Nov 13, 2010 12:10 GMT  ·  By

With development for Google Chrome 8 settling down, the stable version is set to launch by the end of the month, Chrome 9 is picking up steam. The Chrome team has been adding quite a lot of experimental features in the past few days which are available in the Chromium builds for now.

One new experiment available in about:flags in Chromium 9 is Snap Start which is described as "an experimental TLS extension which removes a round trip from HTTPS handshakes."

TLS (transport layer security) is the latest protocol for encrypted communications over the web. Start Snap, from the description, shortens the handshake process for secure HTTPS connections. It's unclear if this has security benefits rather than just being faster.

Another addition to the Labs/Flags section is Experimental Extension APIs. The name is pretty self-explaining, it adds support for several extension APIs which have not yet been built into the browser.
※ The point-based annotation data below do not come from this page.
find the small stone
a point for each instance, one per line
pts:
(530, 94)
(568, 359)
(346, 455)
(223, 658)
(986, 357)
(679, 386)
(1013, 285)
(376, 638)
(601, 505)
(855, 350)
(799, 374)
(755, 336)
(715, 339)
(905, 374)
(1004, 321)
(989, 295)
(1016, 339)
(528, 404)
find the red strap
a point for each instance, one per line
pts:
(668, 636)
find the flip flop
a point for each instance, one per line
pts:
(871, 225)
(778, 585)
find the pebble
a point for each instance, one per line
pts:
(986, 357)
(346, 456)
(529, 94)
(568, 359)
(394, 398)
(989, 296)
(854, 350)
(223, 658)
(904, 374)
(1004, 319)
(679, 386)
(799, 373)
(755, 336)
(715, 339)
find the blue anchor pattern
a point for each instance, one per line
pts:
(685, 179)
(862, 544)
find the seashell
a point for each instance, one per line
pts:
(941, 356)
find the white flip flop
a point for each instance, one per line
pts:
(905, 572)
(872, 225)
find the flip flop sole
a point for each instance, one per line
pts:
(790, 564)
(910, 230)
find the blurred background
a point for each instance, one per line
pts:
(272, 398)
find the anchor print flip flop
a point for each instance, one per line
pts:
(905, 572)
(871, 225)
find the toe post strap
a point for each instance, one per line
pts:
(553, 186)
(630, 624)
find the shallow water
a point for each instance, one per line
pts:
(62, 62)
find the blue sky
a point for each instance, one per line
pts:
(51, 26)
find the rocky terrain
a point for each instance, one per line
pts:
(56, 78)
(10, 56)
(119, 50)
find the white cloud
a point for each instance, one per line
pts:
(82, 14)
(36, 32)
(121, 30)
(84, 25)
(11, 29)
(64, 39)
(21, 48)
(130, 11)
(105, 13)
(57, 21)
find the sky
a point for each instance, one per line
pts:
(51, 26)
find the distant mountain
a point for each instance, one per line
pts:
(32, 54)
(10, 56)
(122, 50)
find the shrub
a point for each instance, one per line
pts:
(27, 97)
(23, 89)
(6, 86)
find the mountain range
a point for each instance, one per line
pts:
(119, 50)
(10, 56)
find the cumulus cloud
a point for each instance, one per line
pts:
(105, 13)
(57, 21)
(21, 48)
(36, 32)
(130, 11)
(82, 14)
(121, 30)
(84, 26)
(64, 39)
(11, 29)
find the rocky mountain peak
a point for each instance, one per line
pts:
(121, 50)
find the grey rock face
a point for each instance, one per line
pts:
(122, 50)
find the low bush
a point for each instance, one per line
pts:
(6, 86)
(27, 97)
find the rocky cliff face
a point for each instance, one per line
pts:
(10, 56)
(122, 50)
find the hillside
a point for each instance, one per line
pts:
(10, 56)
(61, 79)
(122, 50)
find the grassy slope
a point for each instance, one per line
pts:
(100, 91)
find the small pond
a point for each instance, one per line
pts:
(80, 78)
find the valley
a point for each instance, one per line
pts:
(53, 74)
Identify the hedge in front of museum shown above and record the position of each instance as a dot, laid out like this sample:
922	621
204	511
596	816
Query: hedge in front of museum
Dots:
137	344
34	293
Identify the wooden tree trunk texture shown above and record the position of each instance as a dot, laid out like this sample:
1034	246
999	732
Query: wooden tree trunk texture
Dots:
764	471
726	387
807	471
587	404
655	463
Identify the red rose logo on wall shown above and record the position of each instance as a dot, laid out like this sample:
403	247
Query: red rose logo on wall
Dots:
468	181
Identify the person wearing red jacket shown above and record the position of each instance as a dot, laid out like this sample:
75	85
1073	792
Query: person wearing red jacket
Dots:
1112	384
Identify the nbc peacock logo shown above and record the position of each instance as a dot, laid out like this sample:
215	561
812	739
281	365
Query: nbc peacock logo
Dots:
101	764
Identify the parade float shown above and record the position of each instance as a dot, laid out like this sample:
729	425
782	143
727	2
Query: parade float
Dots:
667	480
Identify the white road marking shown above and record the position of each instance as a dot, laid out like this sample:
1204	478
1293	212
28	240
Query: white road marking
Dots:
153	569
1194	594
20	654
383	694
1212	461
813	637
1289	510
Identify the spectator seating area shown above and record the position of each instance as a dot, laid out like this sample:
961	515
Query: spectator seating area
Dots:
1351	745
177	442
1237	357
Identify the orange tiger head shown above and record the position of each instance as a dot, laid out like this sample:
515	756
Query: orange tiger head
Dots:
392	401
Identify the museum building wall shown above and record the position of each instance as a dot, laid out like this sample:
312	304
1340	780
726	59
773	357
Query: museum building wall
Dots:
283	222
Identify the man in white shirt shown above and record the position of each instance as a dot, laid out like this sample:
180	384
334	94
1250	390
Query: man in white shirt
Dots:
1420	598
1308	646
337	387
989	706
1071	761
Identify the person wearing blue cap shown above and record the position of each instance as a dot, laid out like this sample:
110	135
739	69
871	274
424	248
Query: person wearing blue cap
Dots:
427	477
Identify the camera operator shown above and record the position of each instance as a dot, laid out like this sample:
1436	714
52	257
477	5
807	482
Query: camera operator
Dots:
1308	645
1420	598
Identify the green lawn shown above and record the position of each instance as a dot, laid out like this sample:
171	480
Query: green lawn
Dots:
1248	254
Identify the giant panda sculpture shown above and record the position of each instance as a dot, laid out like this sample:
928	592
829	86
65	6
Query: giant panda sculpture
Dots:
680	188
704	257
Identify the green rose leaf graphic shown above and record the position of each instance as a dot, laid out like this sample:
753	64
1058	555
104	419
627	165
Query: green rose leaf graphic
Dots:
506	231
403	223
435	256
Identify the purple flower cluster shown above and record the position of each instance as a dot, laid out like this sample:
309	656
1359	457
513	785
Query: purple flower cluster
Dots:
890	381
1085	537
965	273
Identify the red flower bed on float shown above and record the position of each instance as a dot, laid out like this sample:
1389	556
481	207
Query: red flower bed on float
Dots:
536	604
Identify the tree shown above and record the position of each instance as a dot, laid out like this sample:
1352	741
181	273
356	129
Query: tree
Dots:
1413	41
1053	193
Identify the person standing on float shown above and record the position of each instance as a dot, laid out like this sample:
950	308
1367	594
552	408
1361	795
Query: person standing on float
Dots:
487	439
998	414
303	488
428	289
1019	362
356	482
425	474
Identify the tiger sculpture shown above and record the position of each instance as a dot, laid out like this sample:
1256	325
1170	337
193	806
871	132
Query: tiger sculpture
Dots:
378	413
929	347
This ensures that extension developers can start testing and working with them as soon as possible.

Support for Native Client is also introduced in experimental form. Native Client is a new technology developed by Google to enable web developers to write or convert their code into native binary code for the architecture on which the browser is running as an alternative to interpreted languages, like JavaScript and pretty much any web technology out there.

This provides significant speed bonuses and it also enables developers to access certain platform specific technologies. Google is interested in Native Client as a way of making web applications as fast and powerful as regular, desktop applications.

Google has also included the Click-to-play feature for plugins in the Flags section. This feature has actually been available for quite some time now and Google has experimented with it before, but it looks like it's only now getting ready to enable it by default.